Among early-stage candidates, management intends to report additional Phase I data on ALN-AGT (hypertension) in the second half of the year, and recently filed a CTA for a Phase I study in the U.K. of its NASH candidate ALN-HSD. Last and not least, a candidate was selected in the company's COVID-19 partnership with Vir (VIR), with an IND filing before year-end. While this drug may well be too late in arriving to have a meaningful impact on the COVID-19 pandemic, it could still offer some invaluable safety data and proof of concept for RNAi lung delivery.
The Outlook
In addition to the normal pipeline updates, Alnylam announced that its long-time President Barry Greene is leaving the company. CEO John Maraganore has spoken glowingly of Greene on multiple occasions, and it will be a loss for the company, but one that I think the company can manage.
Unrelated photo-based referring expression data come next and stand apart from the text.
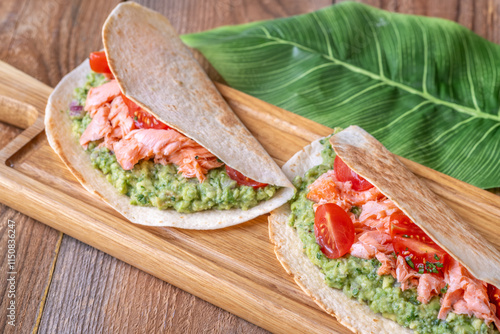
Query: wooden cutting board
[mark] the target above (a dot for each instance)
(233, 268)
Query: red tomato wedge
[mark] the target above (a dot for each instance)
(142, 119)
(99, 62)
(423, 257)
(494, 294)
(343, 173)
(242, 179)
(334, 230)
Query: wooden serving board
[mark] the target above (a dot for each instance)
(233, 268)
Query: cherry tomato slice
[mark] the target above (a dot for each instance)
(334, 230)
(494, 294)
(99, 62)
(343, 173)
(423, 257)
(242, 179)
(142, 119)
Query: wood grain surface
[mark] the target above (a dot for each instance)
(89, 290)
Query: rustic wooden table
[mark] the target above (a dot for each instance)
(65, 286)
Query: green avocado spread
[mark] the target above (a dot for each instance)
(358, 278)
(150, 184)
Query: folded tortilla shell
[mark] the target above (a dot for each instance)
(370, 159)
(367, 157)
(289, 250)
(157, 71)
(204, 99)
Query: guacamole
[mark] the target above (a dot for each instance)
(150, 184)
(358, 278)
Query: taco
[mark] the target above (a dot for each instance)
(143, 127)
(374, 247)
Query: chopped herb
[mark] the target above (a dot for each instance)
(356, 210)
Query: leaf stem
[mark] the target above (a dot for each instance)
(460, 108)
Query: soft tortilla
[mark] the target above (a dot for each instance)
(370, 159)
(65, 144)
(289, 248)
(156, 70)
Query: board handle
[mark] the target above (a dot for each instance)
(21, 115)
(17, 113)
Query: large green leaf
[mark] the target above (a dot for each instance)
(427, 88)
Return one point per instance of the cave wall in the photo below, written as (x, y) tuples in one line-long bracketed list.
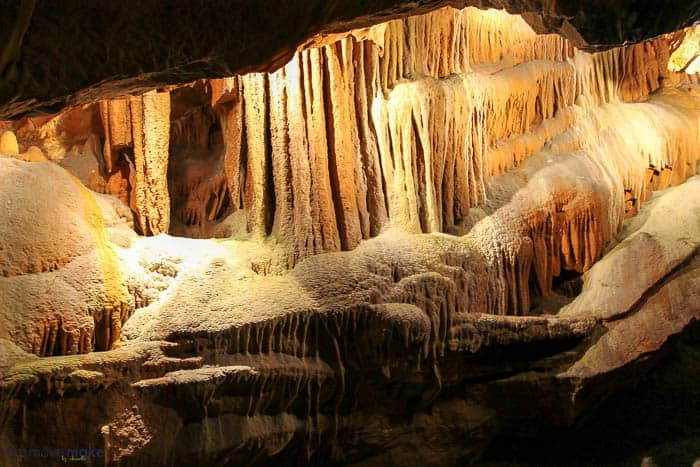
[(52, 58), (390, 126), (389, 236)]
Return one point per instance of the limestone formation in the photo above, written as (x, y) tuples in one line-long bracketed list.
[(133, 46), (437, 239)]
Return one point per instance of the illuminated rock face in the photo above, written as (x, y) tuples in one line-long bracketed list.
[(408, 242), (233, 38)]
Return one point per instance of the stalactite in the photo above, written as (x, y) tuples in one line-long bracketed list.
[(150, 118), (116, 121)]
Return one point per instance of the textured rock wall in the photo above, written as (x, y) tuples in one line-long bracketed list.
[(406, 126), (108, 49)]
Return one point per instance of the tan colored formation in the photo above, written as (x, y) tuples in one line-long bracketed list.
[(463, 122), (142, 125)]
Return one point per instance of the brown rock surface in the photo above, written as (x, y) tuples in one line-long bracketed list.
[(390, 234), (205, 39)]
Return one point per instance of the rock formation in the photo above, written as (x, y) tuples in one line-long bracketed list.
[(410, 244)]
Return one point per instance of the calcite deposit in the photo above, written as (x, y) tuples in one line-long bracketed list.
[(427, 240)]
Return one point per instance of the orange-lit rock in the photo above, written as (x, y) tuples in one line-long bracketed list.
[(430, 241)]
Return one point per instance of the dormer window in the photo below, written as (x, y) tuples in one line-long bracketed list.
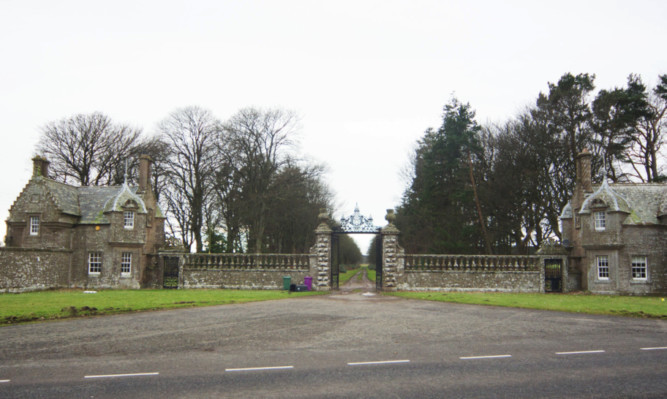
[(600, 219), (128, 219), (34, 225)]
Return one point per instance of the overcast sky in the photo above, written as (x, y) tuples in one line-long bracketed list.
[(366, 77)]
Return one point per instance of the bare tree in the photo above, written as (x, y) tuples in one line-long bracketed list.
[(257, 139), (190, 133), (88, 149), (645, 154)]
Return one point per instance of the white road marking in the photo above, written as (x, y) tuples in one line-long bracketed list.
[(378, 362), (262, 368), (121, 375), (579, 352), (485, 357)]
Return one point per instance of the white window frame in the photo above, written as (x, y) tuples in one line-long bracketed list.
[(126, 264), (602, 263), (94, 263), (128, 220), (639, 267), (34, 225), (600, 220)]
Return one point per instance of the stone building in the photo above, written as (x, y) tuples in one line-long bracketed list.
[(616, 235), (60, 235)]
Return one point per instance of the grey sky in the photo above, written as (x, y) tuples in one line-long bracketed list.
[(366, 77)]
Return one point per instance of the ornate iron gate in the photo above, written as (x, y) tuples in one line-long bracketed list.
[(170, 272), (378, 262), (553, 275), (335, 261), (355, 224)]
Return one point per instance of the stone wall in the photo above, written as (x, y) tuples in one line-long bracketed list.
[(471, 273), (244, 271), (33, 269)]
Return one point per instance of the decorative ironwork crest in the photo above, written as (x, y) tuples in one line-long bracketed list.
[(357, 223)]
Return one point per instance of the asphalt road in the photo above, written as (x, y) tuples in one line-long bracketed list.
[(346, 345)]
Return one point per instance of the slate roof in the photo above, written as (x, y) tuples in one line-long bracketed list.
[(613, 200), (643, 202), (92, 202)]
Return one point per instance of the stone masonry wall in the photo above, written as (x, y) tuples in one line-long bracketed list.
[(244, 271), (240, 279), (33, 269), (500, 281), (471, 273)]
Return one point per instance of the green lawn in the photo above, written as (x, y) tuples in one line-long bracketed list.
[(47, 305), (646, 306)]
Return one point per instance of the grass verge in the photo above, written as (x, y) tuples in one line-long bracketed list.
[(51, 305), (653, 307)]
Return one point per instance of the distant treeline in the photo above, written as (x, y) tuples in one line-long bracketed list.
[(501, 189)]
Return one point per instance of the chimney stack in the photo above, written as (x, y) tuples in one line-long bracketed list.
[(145, 162), (584, 175), (40, 167)]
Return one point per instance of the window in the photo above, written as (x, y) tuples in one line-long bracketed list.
[(94, 263), (126, 263), (34, 225), (128, 219), (603, 267), (639, 267), (600, 221)]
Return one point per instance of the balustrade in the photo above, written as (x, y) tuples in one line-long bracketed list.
[(247, 261), (471, 262)]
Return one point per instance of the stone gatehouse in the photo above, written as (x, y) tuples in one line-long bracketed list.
[(59, 235)]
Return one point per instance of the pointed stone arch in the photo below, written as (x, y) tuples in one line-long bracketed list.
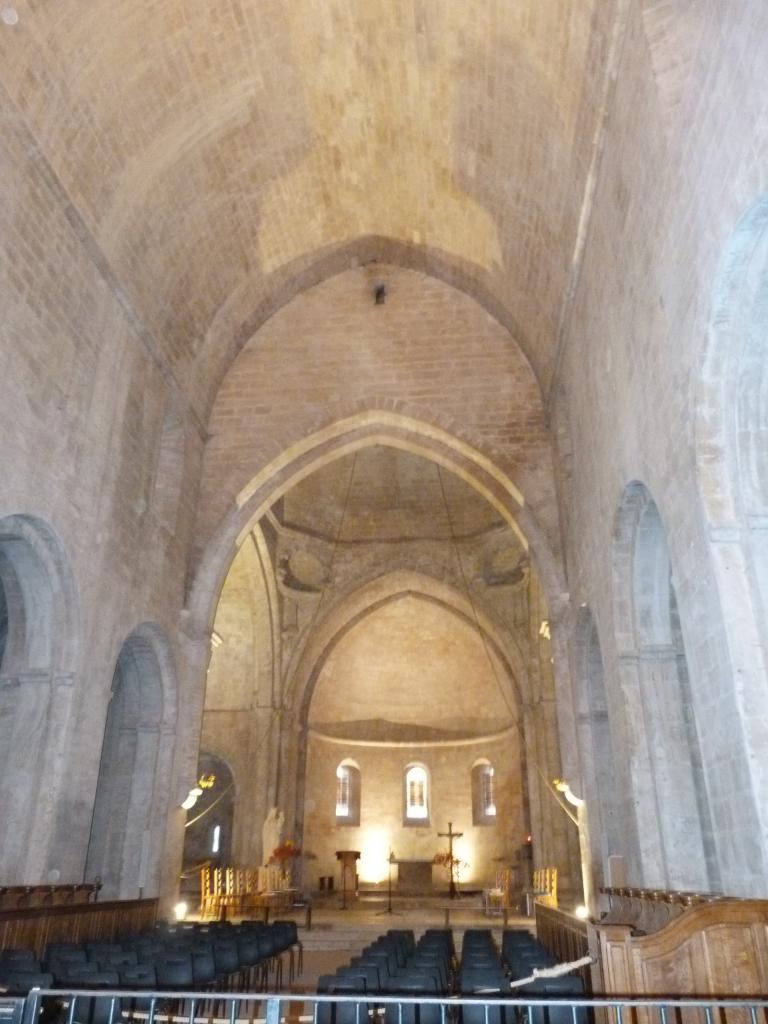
[(674, 826), (357, 431), (37, 672), (374, 595), (132, 792)]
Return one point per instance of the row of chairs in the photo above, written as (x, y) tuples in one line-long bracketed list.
[(218, 956), (394, 964), (521, 953), (16, 897)]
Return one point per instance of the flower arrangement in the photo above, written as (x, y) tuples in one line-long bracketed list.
[(286, 851)]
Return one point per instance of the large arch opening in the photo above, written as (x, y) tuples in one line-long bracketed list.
[(131, 798), (209, 829), (38, 617), (674, 826), (356, 507)]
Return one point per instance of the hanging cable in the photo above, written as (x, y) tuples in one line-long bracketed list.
[(514, 711)]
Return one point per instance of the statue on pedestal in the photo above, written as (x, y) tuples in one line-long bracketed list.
[(271, 832)]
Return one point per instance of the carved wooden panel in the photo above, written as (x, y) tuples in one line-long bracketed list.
[(715, 949), (78, 923)]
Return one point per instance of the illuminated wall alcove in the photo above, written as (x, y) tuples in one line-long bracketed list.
[(412, 684)]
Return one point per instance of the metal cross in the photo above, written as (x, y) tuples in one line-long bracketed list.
[(451, 836)]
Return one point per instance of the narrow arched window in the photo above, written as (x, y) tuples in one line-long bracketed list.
[(347, 794), (417, 796), (483, 794)]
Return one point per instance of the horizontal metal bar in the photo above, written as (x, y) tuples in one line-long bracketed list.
[(287, 998)]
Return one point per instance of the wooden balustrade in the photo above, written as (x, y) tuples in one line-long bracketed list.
[(33, 928), (718, 947), (565, 936), (19, 897), (649, 910)]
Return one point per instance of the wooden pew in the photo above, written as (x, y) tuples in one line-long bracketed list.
[(32, 928), (716, 948)]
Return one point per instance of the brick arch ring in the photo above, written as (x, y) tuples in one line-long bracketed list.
[(343, 437), (377, 593)]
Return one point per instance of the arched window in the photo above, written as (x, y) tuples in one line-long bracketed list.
[(209, 832), (347, 794), (483, 794), (416, 796)]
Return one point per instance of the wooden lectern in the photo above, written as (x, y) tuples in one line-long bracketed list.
[(347, 859)]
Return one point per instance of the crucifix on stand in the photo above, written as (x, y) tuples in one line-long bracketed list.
[(451, 836)]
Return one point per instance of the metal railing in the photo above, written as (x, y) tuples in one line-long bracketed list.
[(115, 1006)]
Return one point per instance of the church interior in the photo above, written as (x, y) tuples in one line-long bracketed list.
[(384, 497)]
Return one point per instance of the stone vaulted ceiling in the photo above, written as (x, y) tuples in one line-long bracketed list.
[(212, 153)]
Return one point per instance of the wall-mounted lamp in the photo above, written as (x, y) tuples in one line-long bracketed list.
[(192, 798)]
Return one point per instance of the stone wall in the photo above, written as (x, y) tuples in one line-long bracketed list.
[(667, 204), (484, 848)]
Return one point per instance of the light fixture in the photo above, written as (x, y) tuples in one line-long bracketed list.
[(562, 786), (192, 798)]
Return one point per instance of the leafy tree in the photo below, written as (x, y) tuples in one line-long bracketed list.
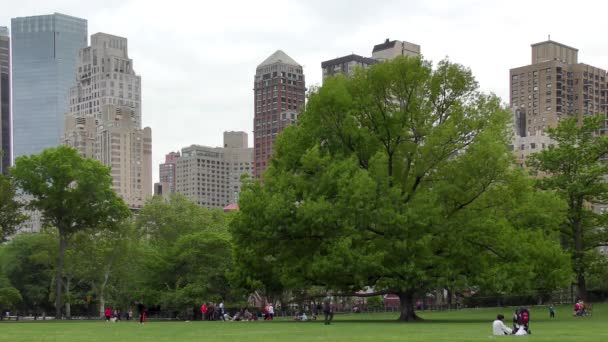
[(26, 264), (11, 215), (164, 221), (9, 297), (102, 260), (72, 193), (391, 179), (575, 169), (185, 253)]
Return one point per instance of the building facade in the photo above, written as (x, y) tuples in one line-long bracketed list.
[(279, 93), (45, 52), (211, 176), (104, 117), (345, 65), (166, 172), (553, 87), (394, 48), (381, 52), (5, 100)]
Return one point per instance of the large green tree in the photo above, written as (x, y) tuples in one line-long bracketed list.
[(185, 253), (11, 209), (398, 178), (72, 193), (575, 168)]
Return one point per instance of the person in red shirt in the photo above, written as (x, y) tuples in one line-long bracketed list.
[(204, 311), (577, 309)]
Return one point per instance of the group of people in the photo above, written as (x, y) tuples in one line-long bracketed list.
[(521, 324), (213, 312), (115, 315)]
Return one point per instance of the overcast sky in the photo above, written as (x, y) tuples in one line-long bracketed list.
[(197, 58)]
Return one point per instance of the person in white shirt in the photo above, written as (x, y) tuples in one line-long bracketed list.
[(499, 328)]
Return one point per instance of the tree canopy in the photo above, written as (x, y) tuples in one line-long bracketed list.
[(398, 178), (11, 209), (72, 194)]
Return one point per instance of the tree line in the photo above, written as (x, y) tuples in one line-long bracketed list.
[(398, 180)]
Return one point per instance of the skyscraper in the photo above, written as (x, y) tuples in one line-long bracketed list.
[(279, 91), (45, 51), (104, 116), (553, 87), (381, 52), (211, 176), (166, 172), (5, 100)]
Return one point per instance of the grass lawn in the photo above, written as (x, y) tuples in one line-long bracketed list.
[(463, 325)]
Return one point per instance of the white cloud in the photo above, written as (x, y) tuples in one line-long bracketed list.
[(197, 58)]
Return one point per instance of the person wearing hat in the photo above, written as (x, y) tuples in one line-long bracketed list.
[(499, 328)]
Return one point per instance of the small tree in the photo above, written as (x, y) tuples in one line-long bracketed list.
[(11, 215), (576, 170), (72, 193)]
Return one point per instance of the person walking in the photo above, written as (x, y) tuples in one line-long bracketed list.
[(499, 328), (221, 312), (108, 314), (142, 313), (328, 311), (204, 311)]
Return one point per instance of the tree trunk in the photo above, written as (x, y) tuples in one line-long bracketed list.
[(102, 305), (68, 308), (406, 306), (582, 286), (449, 299), (63, 243), (102, 288), (578, 260)]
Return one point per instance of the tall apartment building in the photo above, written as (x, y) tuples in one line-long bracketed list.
[(279, 92), (104, 117), (211, 176), (381, 52), (391, 49), (45, 52), (5, 100), (554, 86), (166, 172)]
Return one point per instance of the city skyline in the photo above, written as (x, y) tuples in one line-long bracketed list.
[(44, 54), (197, 65)]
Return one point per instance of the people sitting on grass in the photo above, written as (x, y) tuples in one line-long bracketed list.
[(300, 316), (499, 328), (108, 314), (247, 315)]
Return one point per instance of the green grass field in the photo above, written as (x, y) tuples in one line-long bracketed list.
[(463, 325)]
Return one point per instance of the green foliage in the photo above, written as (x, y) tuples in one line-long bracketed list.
[(575, 170), (27, 264), (375, 302), (72, 193), (398, 178), (185, 253), (11, 215), (9, 297)]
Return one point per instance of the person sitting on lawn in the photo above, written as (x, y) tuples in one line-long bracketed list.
[(499, 328), (578, 308)]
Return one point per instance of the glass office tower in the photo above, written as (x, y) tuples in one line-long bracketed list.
[(5, 100), (45, 54)]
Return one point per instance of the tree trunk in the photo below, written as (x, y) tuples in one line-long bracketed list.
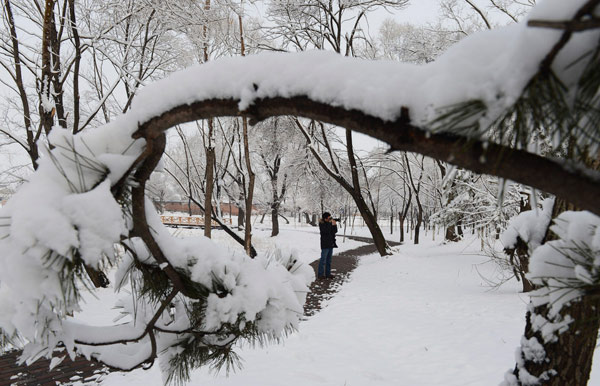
[(306, 218), (241, 216), (571, 355), (313, 220), (376, 233), (401, 227), (568, 359), (451, 234), (209, 180), (419, 219), (275, 220)]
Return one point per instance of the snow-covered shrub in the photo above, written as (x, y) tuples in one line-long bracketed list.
[(70, 219), (530, 226)]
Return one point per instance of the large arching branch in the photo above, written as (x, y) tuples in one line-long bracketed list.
[(579, 185)]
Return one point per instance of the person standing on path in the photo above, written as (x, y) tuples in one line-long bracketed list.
[(328, 228)]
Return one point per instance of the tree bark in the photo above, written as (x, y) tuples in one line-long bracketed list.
[(570, 181), (209, 180)]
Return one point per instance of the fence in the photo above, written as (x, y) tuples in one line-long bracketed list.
[(186, 221)]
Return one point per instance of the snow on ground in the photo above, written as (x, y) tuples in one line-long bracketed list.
[(424, 316)]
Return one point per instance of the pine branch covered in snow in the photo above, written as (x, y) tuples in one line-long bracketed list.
[(185, 301)]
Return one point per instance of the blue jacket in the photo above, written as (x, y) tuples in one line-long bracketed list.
[(328, 232)]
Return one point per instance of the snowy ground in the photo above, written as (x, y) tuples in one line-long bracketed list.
[(424, 316)]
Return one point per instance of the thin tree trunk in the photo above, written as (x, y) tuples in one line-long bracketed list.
[(209, 180)]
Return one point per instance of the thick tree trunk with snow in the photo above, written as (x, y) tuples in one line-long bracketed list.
[(568, 359), (571, 354), (371, 223)]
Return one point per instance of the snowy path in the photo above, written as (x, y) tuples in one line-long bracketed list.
[(420, 317), (342, 265)]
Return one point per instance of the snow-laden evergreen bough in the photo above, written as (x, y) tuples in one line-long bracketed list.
[(186, 302)]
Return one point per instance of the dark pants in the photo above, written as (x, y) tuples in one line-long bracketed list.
[(325, 262)]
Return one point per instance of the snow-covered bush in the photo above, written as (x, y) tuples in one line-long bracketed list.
[(76, 217)]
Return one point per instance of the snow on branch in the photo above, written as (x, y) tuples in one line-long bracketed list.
[(88, 194)]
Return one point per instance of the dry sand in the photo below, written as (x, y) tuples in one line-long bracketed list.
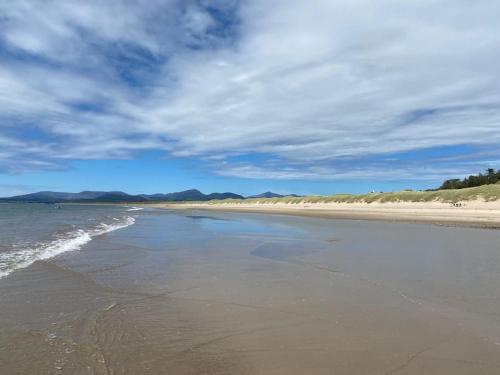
[(476, 213)]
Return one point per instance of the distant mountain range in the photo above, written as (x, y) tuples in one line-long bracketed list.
[(269, 194), (121, 197)]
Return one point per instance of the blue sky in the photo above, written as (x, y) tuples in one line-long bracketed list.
[(226, 95)]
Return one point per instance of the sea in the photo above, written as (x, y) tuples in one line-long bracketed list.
[(35, 231)]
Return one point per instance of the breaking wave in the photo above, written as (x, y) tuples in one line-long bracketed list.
[(71, 241)]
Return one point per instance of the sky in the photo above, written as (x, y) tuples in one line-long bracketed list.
[(292, 96)]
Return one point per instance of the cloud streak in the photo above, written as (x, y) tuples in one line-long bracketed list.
[(323, 88)]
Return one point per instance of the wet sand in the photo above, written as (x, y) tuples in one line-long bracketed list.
[(197, 292)]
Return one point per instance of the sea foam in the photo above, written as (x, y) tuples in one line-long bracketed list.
[(71, 241)]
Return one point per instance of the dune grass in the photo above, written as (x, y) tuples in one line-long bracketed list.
[(485, 192)]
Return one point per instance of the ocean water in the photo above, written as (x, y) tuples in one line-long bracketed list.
[(31, 232)]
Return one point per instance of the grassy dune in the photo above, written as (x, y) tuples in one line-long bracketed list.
[(485, 192)]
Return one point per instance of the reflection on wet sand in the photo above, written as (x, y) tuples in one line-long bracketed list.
[(255, 294)]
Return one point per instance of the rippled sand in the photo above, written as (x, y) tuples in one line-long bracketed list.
[(191, 293)]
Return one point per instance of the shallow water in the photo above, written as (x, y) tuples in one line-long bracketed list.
[(31, 232), (231, 293)]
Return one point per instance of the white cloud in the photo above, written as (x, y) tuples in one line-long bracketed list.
[(308, 83)]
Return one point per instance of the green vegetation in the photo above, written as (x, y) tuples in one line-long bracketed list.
[(491, 177), (486, 192)]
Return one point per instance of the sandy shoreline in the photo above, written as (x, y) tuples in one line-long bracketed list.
[(471, 213), (191, 292)]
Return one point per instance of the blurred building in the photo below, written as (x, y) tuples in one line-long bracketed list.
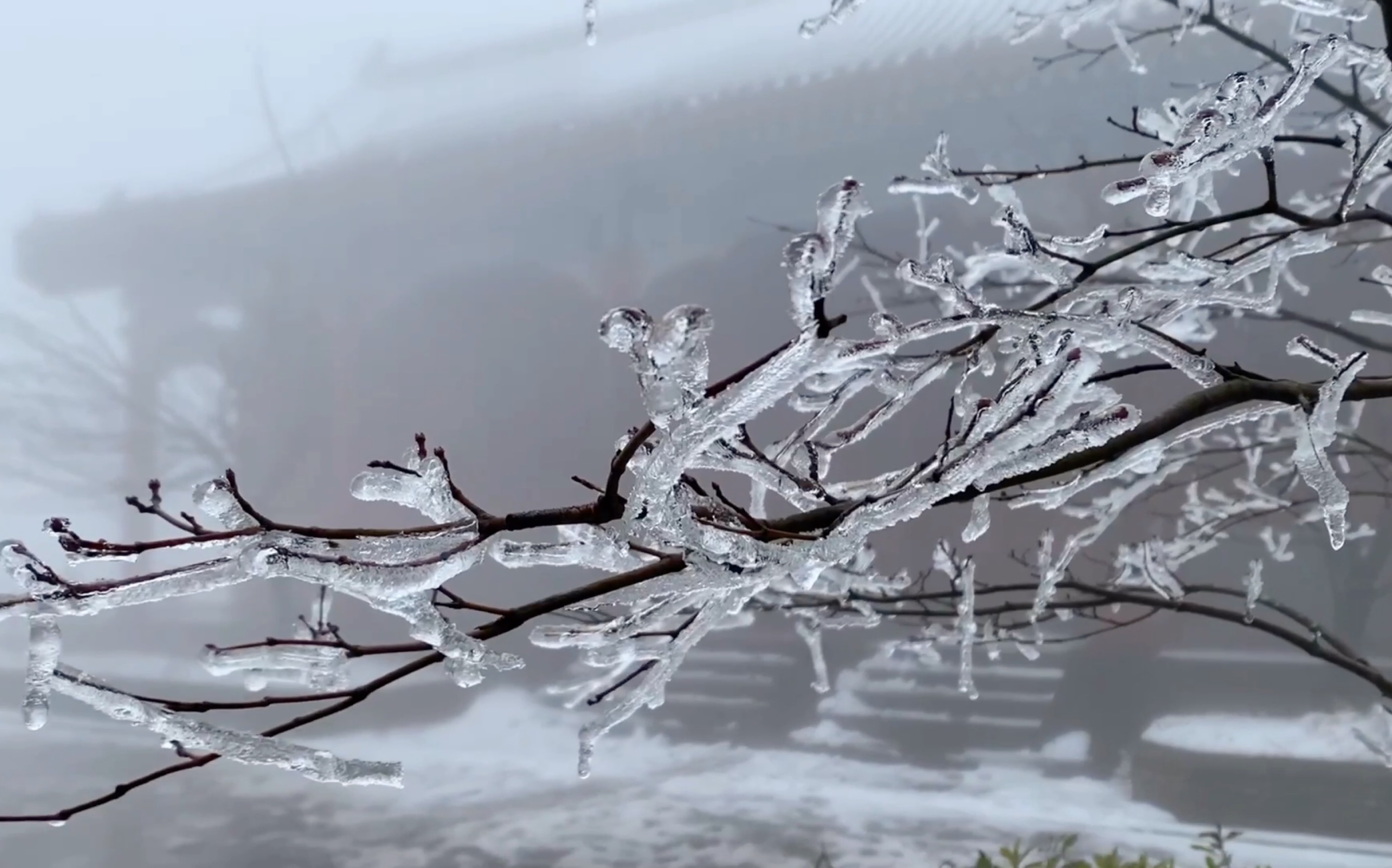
[(445, 272)]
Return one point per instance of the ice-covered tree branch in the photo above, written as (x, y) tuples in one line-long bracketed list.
[(1032, 346)]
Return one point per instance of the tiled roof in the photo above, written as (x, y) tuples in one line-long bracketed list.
[(649, 53)]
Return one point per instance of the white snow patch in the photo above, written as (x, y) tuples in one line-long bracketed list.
[(1324, 736), (832, 735)]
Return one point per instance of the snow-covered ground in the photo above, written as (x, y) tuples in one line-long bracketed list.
[(498, 787), (1326, 736)]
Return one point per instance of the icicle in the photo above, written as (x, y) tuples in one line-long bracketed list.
[(1252, 582), (811, 633), (45, 644), (980, 521), (592, 16), (966, 628)]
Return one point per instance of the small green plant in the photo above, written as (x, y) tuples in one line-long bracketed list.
[(1060, 854)]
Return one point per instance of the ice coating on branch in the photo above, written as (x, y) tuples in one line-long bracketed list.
[(1319, 433), (194, 733), (811, 633), (218, 501), (980, 521), (1252, 583), (1241, 118), (421, 483), (45, 644), (1069, 19), (1382, 274), (319, 668), (1326, 9), (1149, 565), (939, 178), (812, 258), (966, 628), (1127, 49), (668, 357), (836, 15)]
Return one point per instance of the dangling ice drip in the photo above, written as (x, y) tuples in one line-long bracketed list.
[(1235, 122), (45, 637), (670, 357), (1317, 429), (424, 486), (837, 15), (941, 178), (812, 258)]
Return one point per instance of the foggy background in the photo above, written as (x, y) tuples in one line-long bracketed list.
[(287, 237)]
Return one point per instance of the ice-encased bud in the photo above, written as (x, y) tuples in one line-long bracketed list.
[(680, 335), (626, 329), (215, 498)]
I haven't made any major changes to my model with these updates, though I'll admit to being tempted to upgrade some of my assumptions on fitusiran after the June OLE data discussion. The company's ATTR program (Onpattro and vutrisiran) remains the primary source of value at over $70, but it's now less than half of the total value I see here, with inclisiran, fitusiran, and Givlaari all contributing more than $15/share in value each, and lumasiran close behind. ALN-AGT is a potentially high-value drug on the basis of the large addressable market, but I want to see more data.
The Bottom Line
Alnylam shares shot up above my near-term fair value a few weeks ago, but have since retreated back below. While I don't think the shares are remarkably undervalued, I do see a lot of opportunities for the company to build value with positive data updates, and I continue to regard this as a long-term holding.